2. Review email performance regularly and often.

  • An engaged list will see 15 – 30% click to open rates ongoing with low opt-outs and low abuse complaints. If you are seeing open rates lower than 10%, this can be indicative of a non-engaged list and some work can be done.
  • Look at email performance by domain for your top domains. If all domains are performing, for example, at 15-20% opens, but one is at 1% opens, the domain at 1% is most likely junking your mail.
  • Inability to meet these benchmark metrics, even after optimizing for content relevancy and campaign creative, can signal sending reputation issues which must be repaired.

3. Test performance with split testing.

  • Are you testing and evaluating recipient behavior and performance? Which emails are the most read? Which ones are ignored? As we say at Sailthru: Always be testing! Recipient’s behavior and engagement weigh significantly on if (and where) your mail will be delivered. Strong opens and engagement will keep your messages in the inbox, so ensure you are always testing and optimizing your email campaign’s tactics, content and creative against performance benchmarks.
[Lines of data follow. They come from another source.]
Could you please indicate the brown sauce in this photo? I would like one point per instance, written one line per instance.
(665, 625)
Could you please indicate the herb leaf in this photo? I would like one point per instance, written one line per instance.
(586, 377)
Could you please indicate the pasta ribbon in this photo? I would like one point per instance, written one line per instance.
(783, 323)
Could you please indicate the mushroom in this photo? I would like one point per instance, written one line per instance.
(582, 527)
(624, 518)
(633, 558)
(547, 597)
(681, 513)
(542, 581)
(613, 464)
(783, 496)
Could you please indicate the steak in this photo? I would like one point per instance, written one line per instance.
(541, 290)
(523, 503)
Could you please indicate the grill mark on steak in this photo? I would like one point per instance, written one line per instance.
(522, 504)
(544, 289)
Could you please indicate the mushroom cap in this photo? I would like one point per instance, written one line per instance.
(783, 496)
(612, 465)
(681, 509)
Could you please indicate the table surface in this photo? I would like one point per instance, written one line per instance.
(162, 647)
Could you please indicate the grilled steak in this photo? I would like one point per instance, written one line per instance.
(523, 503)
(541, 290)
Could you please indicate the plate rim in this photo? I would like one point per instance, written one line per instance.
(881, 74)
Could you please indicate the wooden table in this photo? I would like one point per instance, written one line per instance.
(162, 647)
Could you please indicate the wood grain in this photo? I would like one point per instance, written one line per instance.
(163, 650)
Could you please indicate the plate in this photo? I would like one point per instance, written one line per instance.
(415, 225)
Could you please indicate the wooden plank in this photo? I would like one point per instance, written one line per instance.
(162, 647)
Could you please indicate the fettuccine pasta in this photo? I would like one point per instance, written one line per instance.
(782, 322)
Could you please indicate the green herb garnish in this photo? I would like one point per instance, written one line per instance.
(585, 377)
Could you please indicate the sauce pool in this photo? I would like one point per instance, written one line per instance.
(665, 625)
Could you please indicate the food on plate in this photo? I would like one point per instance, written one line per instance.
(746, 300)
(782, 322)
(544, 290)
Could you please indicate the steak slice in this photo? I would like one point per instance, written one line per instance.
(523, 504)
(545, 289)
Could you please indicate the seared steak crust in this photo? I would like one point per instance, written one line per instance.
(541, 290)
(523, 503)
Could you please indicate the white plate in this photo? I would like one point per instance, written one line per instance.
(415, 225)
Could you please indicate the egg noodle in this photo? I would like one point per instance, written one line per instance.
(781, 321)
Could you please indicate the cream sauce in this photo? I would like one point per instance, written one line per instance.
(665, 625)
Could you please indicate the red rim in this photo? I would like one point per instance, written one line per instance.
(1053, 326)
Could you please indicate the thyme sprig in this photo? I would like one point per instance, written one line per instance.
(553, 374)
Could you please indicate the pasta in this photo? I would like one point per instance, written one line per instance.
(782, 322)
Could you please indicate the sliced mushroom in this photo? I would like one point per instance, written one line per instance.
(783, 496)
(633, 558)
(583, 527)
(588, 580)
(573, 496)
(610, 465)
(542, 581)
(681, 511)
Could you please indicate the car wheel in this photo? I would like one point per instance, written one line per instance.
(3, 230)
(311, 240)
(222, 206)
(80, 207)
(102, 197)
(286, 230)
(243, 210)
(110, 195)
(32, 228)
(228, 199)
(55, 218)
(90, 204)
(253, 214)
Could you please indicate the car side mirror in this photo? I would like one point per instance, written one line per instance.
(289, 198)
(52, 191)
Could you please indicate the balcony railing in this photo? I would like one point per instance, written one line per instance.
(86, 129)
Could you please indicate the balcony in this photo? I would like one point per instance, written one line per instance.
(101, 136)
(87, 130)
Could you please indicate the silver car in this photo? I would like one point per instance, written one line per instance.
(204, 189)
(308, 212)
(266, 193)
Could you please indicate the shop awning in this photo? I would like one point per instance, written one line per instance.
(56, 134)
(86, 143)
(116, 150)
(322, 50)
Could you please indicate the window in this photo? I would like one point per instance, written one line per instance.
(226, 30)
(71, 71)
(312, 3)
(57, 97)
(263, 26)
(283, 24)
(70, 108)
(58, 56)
4. Audit list source performance.

  • Look at open rates, opt-out rates and complaint rates by list source. Lists sources that have high opt-out rates and complaints may be hurting your overall deliverability. Quality lists will have strong open rates and low opt-out and abuse rates. Encourage signup from these quality sources and evaluate poorer performing acquisition sources.

5. Seed test email sends.

  • This is a super simple one that often gets neglected. Send test emails to test addresses at major ISPs to see if messages land in the inbox or junk folder!

6. Review suppression lists often.

  • Suppressing non-engaged recipients will boost your open rates as well as your inbox placement. Since ISPs are looking at how their recipients interact with your mail overall, sending to a large amount of recipients over and over that never engage with your messages can be detrimental to your sending reputation. Ensure you have suppressions that work with your frequency and audience. And always try to re engage subscribers before they become completely disengaged or dormant with messaging that re-confirms the opt-in or reminds them why they subscribed in the first place (“I miss you” messages can be an effective way to do so.)

Understanding how recipients behave towards your messages will help get email delivered to the inbox. Review your metrics, test and take action to earn inbox placement. We hope you’ll take the extra steps to try one or all of the above recommended best practices!